Калигула ответил на удивление спокойно:
– Не строй иллюзий, Пираллия. Ты представляешь меня – не знаю почему – в гораздо более мягком свете. Но я не жесток и не нарушаю право, потому что просто не могу. Я император, Пираллия, а императору позволено все. Что он делает, то и справедливо, а его жестокость – это только предусмотрительность, чтобы отпугнуть других.
Когда Пираллия в одну из таких ночей тихонько освободилась из объятий спящего Калигулы и вышла, ей повстречалась Цезония в сопровождении придворных дам. Понятие ревности было императрице чуждо, и она никогда не обращала внимания, с кем Калигула отправляется в постель. Пираллия ей даже нравилась, потому что никогда не пыталась оказывать на императора влияние. И она крикнула ей, приветливо улыбаясь:
– Пираллия! Приятную ли ночь ты подарила императору? Какое было настроение у нашего господина?
– Была ли ночь для него приятной, я не знаю – император говорил три часа подряд, а потом уснул на моем плече. У меня затекло все тело от неудобного положения. Я получила мало удовольствия…
Цезония громко рассмеялась.
– Мне это хорошо знакомо. Хочешь позавтракать со мной?
От этого предложения Пираллия отказаться не могла, тем более что в животе у нее действительно было пусто. Они устроились в маленьком обеденном зале, и Цезония выпроводила свою свиту за дверь.
– Эти гогочущие гусыни постоянно бегают за тобой, нуждаешься ты в них или нет.
– Мне бы это тоже было в тягость, и я рада, что тогда отговорила императора от его планов жениться на мне.
Цезония посмотрела на нее скорее со смехом, чем удивленно.
– Что? Он хотел на тебе жениться?
– Да, на мне, на проститутке, если ты это имеешь в виду.

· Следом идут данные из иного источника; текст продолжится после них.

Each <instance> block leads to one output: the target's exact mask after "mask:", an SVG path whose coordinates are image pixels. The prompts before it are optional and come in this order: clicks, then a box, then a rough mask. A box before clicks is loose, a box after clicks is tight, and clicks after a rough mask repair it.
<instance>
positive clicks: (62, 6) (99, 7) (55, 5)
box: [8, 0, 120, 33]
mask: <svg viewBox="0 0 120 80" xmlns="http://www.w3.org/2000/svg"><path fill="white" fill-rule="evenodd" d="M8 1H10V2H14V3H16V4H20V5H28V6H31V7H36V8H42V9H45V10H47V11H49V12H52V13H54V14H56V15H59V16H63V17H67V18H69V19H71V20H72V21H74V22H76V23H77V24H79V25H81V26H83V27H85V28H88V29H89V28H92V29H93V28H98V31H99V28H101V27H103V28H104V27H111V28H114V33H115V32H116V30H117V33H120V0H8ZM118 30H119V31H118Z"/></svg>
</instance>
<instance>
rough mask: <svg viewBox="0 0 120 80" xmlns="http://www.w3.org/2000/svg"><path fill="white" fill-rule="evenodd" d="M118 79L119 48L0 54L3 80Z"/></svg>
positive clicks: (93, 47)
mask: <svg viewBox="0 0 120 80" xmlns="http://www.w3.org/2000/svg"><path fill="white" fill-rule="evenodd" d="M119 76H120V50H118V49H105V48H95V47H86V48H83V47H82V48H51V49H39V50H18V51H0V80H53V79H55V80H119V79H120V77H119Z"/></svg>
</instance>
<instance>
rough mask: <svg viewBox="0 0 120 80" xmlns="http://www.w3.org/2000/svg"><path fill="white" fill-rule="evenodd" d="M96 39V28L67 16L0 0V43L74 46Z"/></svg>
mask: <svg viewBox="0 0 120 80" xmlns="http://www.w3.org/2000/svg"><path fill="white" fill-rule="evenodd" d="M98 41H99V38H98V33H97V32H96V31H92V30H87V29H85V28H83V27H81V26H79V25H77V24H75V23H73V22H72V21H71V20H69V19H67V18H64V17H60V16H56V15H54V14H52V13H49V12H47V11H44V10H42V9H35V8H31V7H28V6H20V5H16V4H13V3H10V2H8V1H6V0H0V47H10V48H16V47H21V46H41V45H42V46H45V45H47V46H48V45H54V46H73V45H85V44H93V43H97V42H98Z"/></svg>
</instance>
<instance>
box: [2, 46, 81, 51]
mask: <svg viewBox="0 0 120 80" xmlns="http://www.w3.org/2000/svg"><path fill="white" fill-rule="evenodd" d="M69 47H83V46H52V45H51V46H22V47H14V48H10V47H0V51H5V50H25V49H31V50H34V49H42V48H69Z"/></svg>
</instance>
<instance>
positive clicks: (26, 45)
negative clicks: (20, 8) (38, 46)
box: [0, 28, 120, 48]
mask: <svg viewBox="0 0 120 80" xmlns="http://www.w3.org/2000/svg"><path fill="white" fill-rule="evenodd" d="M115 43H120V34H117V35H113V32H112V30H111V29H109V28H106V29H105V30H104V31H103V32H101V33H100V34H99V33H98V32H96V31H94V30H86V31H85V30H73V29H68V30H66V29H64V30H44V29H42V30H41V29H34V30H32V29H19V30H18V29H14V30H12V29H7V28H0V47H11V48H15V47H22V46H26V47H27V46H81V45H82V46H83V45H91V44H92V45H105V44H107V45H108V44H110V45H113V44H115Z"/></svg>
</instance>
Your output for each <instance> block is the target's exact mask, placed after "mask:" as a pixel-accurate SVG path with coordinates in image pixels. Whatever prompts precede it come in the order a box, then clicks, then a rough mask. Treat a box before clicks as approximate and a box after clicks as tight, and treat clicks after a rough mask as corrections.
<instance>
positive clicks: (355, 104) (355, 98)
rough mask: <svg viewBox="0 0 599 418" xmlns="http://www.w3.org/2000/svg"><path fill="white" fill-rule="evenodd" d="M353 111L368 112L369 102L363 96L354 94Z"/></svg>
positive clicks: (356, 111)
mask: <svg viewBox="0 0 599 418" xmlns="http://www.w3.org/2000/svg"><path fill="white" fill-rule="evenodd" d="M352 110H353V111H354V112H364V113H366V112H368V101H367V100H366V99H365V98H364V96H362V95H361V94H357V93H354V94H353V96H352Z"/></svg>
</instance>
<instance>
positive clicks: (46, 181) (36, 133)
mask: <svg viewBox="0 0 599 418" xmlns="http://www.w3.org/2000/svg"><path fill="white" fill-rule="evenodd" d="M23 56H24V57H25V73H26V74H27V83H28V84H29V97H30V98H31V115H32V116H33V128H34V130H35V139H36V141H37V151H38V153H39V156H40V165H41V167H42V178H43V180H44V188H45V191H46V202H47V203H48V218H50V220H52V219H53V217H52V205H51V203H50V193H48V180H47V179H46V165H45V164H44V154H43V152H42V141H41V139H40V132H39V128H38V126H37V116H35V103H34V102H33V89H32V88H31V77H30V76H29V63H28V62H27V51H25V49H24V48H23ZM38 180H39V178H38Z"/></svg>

– У меня нет никаких предубеждений, Пираллия, – желая успокоить ее, произнесла Цезония. – Когда бедная девушка продает себя богатому жениху, она ведет себя, собственно, как проститутка. Я ничего не имею против таких, как ты. В этом мире мужчин женщины должны помнить о своей выгоде, и тем из них, что стремятся наверх, нужны мужчины.
– Трудно не согласиться. Тебе, во всяком случае, удалось то, чего не смогла добиться ни одна твоя предшественница: ты удержала императора. Не могла бы ты повлиять на него, чтобы он стал немного осторожнее? Предусмотрительнее?
Я имею в виду в обращении с людьми. Боюсь, что двумя заговорами дело не кончится, что императору по-прежнему грозит опасность.
Порочный рот Цезонии растянулся в омерзительной ухмылке.
– Тут ты стучишь не в те двери. Мне он нравится таким, какой есть, и я бы не хотела, чтобы он менялся. Но, к счастью, надежды на такую перемену не существует. Я знаю, как они его ненавидят и боятся, и не верю, что кто-то еще отважится затевать против него заговоры. Ночь в ватиканских садах была для всех хорошим уроком.
– Такие люди найдутся.
– Я не боюсь.
– Я боюсь за него…
– Если он падет, то и я вместе с ним, но не в моих правилах забивать себе голову мыслями о завтрашнем дне. Ты любишь его, Пираллия, не так ли?
– Да, а ты?
– Я не боюсь его и думаю, что это он ценит гораздо выше.
– Я бы хотела, чтобы во всем Риме у людей не было причин его бояться… – тихо сказала Пираллия.